The two countries have informally combined efforts on drug traffic interdiction since the 1990s, and this was formalized last July; Cuba provides an effective barrier against drug traffic into the United States.
And Cuba long ago adopted the Trump-preferred migration policy: seek to stop the departure and accept the return of undocumented migrants.
Suppose you are the United States president-elect. What is not to like?
Still, while economic agreements emphasize the two countries’ equality, some of the deals couldn’t be more lopsided. Only American airlines fly between the two countries; Cubana de Aviación does not. And since late 2002, Cuba has purchased about $5.3 billion worth of United States agricultural products, paying cash, while exporting almost no goods to the United States.
What’s wrong with agreements already in place that benefit both countries? The United States wants to warn Florida and the Carolinas about hurricane trajectories, its fowl and fish to winter in Cuba’s Caribbean waters and come back, and to benefit from Cuba’s scientific expertise. Cuba and the United States are interested in exploring for oil in the Gulf of Mexico and have agreed to track seismic threats beneath the gulf’s waters to prevent oil spills.

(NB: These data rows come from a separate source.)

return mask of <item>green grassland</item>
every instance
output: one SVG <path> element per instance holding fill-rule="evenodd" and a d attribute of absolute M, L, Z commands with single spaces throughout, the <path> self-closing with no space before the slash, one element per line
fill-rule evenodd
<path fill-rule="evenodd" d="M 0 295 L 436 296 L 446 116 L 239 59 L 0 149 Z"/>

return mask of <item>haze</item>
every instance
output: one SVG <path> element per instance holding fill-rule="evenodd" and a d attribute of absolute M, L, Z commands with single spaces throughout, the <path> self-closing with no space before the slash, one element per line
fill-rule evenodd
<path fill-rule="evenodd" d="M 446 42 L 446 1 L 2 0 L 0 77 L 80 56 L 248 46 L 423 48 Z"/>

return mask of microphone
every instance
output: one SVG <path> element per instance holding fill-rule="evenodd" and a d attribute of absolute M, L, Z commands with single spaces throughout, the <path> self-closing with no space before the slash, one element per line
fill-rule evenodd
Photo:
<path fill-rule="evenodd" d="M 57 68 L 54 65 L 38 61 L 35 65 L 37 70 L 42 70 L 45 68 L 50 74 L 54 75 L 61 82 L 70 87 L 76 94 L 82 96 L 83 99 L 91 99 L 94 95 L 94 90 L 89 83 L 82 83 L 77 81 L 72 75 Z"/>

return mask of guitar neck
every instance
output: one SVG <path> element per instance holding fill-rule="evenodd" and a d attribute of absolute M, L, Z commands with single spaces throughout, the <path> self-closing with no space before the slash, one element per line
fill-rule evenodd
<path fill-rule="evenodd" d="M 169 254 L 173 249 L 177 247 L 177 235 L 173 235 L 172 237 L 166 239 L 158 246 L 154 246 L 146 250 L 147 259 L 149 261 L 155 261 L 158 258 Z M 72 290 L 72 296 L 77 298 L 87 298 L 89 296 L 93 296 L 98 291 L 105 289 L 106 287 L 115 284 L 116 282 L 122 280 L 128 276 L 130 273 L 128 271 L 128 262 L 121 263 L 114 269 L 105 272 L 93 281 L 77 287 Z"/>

On delicate issues, President George W. Bush and Fidel Castro, and later President Obama and Raúl Castro, developed ways of agreeing substantively while publicly denying any negotiation had taken place. That diplomatic ruse worked. In 2002, the Cubans induced the Bush administration to begin exporting American agricultural products; each side made it known that these were unilateral, independent and sovereign decisions. In December 2012, the United States and Cuba did not trade spies; rather, each made unilateral, independent and sovereign decisions to release some of the other’s prisoners.
Slowly, United States-Cuba relations got better. That serves Cubans who may travel more easily, receive friends, rent space through Airbnb, and get working capital through money transfers to establish private businesses and fund an independent civil society. That serves Americans who benefit from freer travel and cooperation on issues such as migration, crime and drug trafficking. What next? Rely on unilateral, independent and sovereign Cuban decisions to foster change.
Here’s how Raúl Castro’s joke ended at the April party congress: “Fidel will certainly say, ‘I want to lead the Communist Party,’ and I will say, ‘O.K., I’ll lead the other one, the name does not matter.’ ” If you are a Cuban hard-liner, that joke is terrifying. President Raúl Castro is prepared to open the gateway to something different, less dogmatic, whose name neither he nor we know. But we know what it is not. It is not called “Communist.”